Joseph Baer & Co.

aus Wikipedia, der freien Enzyklopädie
Zur Navigation springen Zur Suche springen

Die Firma Joseph Baer & Co. war eines der bedeutendsten Antiquariate in Deutschland und Europa. Sie bestand in Frankfurt am Main von 1785 bis zu ihrer zwangsweisen Auflösung in der Zeit des Nationalsozialismus 1934.

Geschichte[Bearbeiten | Quelltext bearbeiten]

Joseph Abraham Baer (1767–1851), Sohn des Buchhausierers Abraham Baer aus Hanau, eröffnete 1785 ein Antiquariat in der Niederlage im Frankfurter Dominikanerkloster. Es war das erste deutsche Antiquariat und hatte seinen formalen Sitz im hanauischen Bockenheim, da Juden in der Reichsstadt Frankfurt keine Bürger werden und daher kein Unternehmen gründen durften.

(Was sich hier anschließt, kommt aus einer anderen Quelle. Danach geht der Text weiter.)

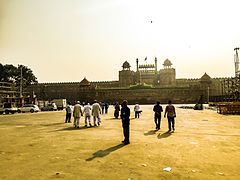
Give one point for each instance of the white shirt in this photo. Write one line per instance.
(137, 107)
(87, 110)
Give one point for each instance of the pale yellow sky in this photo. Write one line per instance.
(67, 40)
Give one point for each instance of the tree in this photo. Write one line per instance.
(10, 73)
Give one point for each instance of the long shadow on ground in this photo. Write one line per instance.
(105, 152)
(73, 128)
(151, 132)
(164, 135)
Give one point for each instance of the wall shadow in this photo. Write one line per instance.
(72, 128)
(164, 135)
(105, 152)
(151, 132)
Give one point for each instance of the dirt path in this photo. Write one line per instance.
(205, 145)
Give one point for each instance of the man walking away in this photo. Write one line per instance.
(87, 111)
(158, 113)
(77, 113)
(96, 111)
(137, 110)
(171, 114)
(125, 114)
(68, 113)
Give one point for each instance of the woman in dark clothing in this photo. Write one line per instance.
(125, 114)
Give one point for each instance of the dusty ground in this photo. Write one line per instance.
(205, 145)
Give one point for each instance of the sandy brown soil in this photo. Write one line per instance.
(205, 145)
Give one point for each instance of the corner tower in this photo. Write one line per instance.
(167, 74)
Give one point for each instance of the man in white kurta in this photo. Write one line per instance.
(77, 113)
(96, 111)
(87, 111)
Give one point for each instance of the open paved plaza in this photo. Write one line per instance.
(205, 145)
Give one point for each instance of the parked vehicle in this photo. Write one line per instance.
(61, 103)
(8, 108)
(29, 108)
(49, 107)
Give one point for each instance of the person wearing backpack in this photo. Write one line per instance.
(171, 114)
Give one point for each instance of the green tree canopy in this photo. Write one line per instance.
(10, 73)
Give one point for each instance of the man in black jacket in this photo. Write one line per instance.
(125, 114)
(158, 113)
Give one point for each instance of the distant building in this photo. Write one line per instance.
(145, 85)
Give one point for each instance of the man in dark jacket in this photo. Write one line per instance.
(158, 113)
(125, 114)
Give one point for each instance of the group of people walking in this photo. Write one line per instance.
(95, 111)
(88, 111)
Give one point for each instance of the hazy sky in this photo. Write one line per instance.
(67, 40)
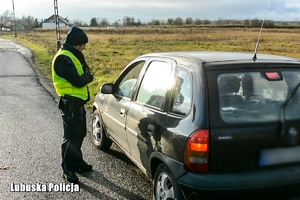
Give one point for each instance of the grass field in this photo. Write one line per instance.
(108, 51)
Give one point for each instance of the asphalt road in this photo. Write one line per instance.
(30, 139)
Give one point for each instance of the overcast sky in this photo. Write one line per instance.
(146, 10)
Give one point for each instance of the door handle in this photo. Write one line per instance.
(122, 112)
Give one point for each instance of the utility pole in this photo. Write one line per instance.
(56, 18)
(14, 18)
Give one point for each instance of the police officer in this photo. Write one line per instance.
(70, 74)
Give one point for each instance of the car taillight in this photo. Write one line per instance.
(196, 152)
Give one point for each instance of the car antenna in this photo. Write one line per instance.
(254, 57)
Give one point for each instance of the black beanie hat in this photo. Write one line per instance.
(76, 36)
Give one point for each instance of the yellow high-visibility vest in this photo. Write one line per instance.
(62, 86)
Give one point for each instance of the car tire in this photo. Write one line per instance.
(99, 136)
(165, 185)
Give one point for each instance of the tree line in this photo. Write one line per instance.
(29, 22)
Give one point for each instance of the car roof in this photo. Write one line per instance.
(221, 56)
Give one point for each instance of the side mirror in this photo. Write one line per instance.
(106, 88)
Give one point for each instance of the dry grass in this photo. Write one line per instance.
(108, 51)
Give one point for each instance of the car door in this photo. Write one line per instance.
(118, 103)
(147, 111)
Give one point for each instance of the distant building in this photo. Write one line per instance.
(50, 22)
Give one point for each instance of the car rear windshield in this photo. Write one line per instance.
(259, 96)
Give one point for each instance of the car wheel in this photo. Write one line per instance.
(165, 185)
(98, 133)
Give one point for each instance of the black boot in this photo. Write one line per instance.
(70, 176)
(83, 167)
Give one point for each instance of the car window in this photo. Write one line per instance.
(257, 96)
(128, 83)
(155, 84)
(182, 92)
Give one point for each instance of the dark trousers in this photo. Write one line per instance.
(74, 124)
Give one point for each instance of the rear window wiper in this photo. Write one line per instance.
(282, 108)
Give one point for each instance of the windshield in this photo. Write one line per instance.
(258, 96)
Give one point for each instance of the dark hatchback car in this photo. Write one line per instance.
(205, 124)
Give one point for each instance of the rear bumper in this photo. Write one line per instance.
(283, 181)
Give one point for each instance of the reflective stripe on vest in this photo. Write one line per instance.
(62, 86)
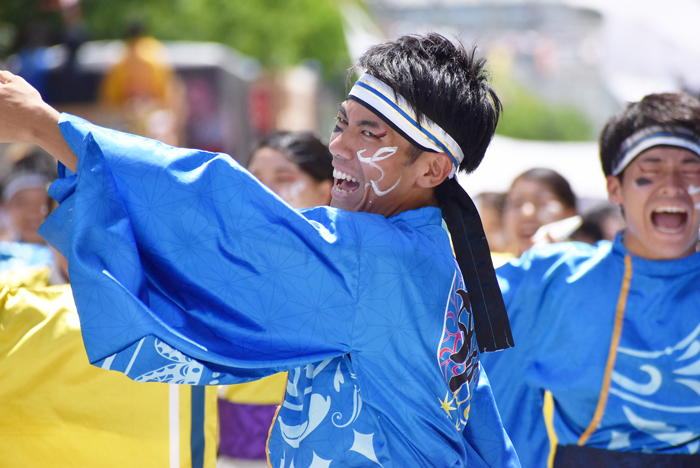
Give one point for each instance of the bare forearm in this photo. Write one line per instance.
(48, 136)
(24, 116)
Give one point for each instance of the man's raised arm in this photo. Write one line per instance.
(24, 116)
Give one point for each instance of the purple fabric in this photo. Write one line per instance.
(244, 429)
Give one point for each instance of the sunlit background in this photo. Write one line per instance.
(243, 68)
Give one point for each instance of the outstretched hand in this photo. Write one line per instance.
(24, 116)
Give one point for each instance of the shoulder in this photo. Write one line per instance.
(557, 259)
(402, 229)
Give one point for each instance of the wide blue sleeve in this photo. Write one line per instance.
(186, 269)
(487, 441)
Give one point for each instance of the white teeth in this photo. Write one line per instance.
(343, 176)
(670, 209)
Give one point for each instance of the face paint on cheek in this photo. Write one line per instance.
(380, 155)
(641, 182)
(693, 190)
(291, 193)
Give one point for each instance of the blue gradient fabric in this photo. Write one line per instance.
(187, 270)
(561, 301)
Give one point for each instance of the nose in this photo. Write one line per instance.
(338, 146)
(673, 184)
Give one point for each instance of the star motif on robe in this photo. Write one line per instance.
(447, 405)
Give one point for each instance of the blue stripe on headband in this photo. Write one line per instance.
(410, 119)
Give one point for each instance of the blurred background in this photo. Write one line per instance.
(220, 74)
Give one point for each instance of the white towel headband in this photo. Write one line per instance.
(650, 137)
(381, 98)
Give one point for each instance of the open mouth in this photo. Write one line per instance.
(669, 219)
(344, 183)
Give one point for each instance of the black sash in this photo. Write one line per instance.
(474, 258)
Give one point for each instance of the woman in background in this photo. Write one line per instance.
(297, 166)
(536, 198)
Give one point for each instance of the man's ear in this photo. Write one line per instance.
(435, 168)
(614, 190)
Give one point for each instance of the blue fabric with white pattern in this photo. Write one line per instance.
(186, 269)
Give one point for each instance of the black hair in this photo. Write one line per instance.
(554, 181)
(667, 109)
(444, 82)
(305, 149)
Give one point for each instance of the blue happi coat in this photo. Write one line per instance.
(185, 269)
(562, 302)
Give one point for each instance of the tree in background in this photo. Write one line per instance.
(276, 32)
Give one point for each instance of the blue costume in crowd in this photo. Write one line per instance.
(587, 318)
(185, 269)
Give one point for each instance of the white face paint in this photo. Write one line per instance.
(380, 155)
(693, 190)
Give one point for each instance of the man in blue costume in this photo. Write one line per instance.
(611, 333)
(187, 270)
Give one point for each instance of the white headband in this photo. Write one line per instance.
(381, 98)
(650, 137)
(23, 182)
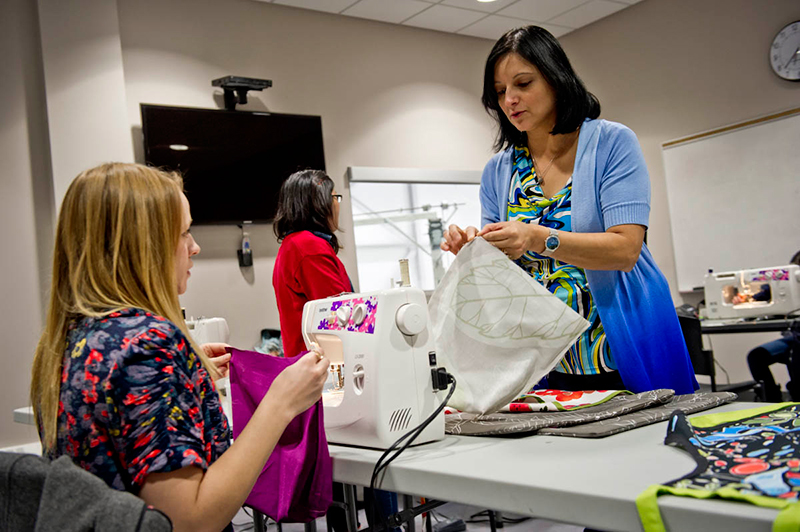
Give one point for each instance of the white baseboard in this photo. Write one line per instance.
(28, 448)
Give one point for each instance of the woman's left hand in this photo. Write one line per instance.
(218, 353)
(514, 238)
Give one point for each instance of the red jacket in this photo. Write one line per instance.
(306, 269)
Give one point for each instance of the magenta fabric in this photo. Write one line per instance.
(295, 485)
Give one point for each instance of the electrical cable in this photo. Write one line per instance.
(411, 435)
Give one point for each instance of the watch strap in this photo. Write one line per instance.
(550, 250)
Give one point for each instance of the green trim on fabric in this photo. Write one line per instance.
(712, 420)
(650, 515)
(788, 519)
(647, 506)
(562, 408)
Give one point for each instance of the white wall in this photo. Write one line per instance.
(25, 209)
(85, 89)
(388, 96)
(670, 68)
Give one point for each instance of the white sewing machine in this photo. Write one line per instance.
(752, 293)
(381, 354)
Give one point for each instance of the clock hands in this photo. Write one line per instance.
(793, 57)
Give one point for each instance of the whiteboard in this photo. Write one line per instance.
(734, 197)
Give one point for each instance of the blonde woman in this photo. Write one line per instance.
(118, 384)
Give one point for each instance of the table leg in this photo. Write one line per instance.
(258, 521)
(351, 510)
(408, 504)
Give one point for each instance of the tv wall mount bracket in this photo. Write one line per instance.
(236, 87)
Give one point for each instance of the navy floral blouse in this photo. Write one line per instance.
(135, 399)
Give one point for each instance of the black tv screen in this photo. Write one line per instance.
(233, 162)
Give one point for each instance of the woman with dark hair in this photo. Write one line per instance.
(307, 267)
(568, 199)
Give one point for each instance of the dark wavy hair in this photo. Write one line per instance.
(305, 204)
(538, 46)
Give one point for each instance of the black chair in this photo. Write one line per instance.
(703, 361)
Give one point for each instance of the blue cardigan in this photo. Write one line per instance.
(610, 186)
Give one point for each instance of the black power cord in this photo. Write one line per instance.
(408, 438)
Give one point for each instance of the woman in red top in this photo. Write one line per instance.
(307, 267)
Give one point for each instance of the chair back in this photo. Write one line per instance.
(702, 360)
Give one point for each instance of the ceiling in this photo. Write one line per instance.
(488, 20)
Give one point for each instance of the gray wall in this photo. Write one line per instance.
(26, 207)
(670, 68)
(388, 96)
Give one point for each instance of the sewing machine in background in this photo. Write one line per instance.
(752, 293)
(209, 330)
(382, 355)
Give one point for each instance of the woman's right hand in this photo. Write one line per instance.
(299, 386)
(455, 238)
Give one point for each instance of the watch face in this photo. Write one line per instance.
(784, 54)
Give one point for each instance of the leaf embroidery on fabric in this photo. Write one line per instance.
(503, 314)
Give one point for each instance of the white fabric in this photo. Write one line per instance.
(496, 329)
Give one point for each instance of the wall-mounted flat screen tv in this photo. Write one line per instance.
(233, 162)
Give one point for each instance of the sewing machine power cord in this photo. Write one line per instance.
(408, 438)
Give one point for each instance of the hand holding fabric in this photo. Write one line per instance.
(219, 354)
(455, 238)
(300, 385)
(514, 238)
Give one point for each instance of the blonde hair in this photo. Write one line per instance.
(115, 244)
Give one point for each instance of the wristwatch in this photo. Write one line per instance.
(551, 243)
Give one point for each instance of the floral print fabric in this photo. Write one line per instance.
(135, 399)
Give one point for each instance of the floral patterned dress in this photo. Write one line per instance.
(135, 399)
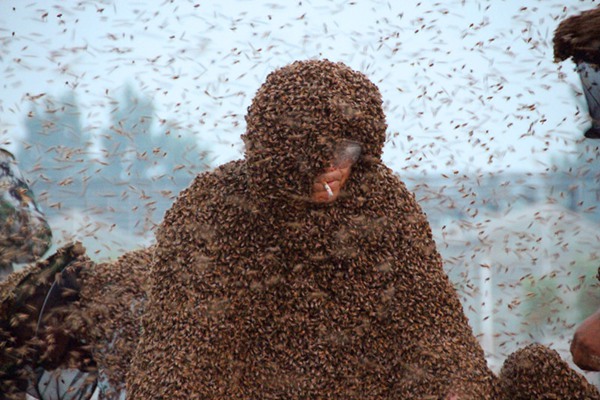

Durch Vermittlung einflussreicher Kunden konnte er sein Geschäft 1792 in die besser gelegene Steingasse in der östlichen Frankfurter Altstadt zwischen Töngesgasse und Schnurgasse verlegen.

1824 übergab er das Geschäft an seine Söhne Bernhard Joseph (1799–1864), der Prokurist wurde, Leopold Joseph (1805–1861) und Hermann Joseph (1811–1881). Bernhard Joseph wurde 1834 Frankfurter Bürger und konnte damit offiziell am 23. April 1834 die Firma „Joseph Baer – Handlung und Spedition, verbunden mit antiquarischem Bücherlager“ eintragen lassen. Aus dieser entstand 1836 die Firma „Joseph Baer, Antiquariat, Buch- und Kunsthandlung“, in der seine Brüder Prokuristen wurden.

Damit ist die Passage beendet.